A bifunctional 9 wt.%NiO-16 wt.%Fe 2 O 3 /MgAl 2 O 4 material was prepared for CO 2 conversion to CO by auto-thermal catalyst-assisted chemical looping. This process is designed to maximize CO 2 conversion. The generation of CO from CO 2 was investigated between 873 K and 1023 K. The high endothermicity of methane dry reforming and the material deactivation by coke deposition were avoided by the simultaneous feeding of CH 4 , CO 2 and O 2 in a 1:1:0.5 molar ratio during the reduction half-cycle of chemical looping. In this half-cycle, interaction of Ni with Fe leads to Ni-Fe alloy formation.
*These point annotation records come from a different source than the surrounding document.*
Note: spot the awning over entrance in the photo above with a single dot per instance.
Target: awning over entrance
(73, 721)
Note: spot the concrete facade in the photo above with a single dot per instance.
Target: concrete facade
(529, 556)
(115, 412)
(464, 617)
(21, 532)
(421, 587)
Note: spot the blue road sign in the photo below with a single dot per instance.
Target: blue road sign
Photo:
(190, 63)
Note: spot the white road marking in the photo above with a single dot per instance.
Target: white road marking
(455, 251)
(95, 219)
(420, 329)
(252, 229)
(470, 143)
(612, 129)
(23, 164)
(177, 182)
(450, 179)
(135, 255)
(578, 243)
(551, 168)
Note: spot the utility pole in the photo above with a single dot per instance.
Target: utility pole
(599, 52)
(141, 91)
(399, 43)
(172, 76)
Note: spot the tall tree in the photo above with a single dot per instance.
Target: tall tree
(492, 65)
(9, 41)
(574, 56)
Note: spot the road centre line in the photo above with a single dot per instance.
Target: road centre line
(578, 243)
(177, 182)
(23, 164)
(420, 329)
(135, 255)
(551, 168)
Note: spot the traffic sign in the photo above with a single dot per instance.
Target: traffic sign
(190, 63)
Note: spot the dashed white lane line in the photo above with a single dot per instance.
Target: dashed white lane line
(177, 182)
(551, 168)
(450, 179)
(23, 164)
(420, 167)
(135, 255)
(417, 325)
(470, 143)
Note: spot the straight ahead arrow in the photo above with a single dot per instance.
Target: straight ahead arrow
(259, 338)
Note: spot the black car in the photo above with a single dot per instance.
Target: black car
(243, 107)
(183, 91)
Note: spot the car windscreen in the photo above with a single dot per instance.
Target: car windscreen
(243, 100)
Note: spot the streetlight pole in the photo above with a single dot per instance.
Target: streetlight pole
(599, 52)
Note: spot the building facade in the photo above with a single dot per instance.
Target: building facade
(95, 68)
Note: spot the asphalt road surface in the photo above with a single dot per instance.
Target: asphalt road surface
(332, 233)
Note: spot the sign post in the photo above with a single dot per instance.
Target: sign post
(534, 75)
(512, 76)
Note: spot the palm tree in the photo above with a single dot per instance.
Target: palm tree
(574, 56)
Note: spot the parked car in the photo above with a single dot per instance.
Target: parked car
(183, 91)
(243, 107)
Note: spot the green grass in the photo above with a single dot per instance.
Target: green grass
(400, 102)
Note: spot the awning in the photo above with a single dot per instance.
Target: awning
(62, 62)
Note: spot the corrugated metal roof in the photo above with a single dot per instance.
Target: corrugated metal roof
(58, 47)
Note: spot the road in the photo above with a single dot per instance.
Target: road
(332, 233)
The resulting Ni-based catalyst converts CH 4 + CO 2 + O 2 into a mixture of CO and H 2 , which both reduce Fe 3 O 4 , producing CO 2 and H 2 O. In the CO 2 re-oxidation half-cycle, CO is produced and the Ni-Fe alloy decomposes into Ni and Fe 3 O 4 . The reduction capacity ( R c ) of the gas mixture strongly depends on the ratio R c between reducing and oxidizing gases. Based on thermodynamic calculations, high conversion of Fe 3 O 4 to reduced state can be reached if R c > 2 and T > 873 K. During prolonged auto-thermal chemical looping at 1023 K, the 9 wt.%NiO–16 wt.%Fe 2 O 3 /MgAl 2 O 4 suffers from deactivation in the first five cycles, after which a more stable operation is established. Based on TEM measurements, sintering was found to be the main cause for the initial decrease of CO production.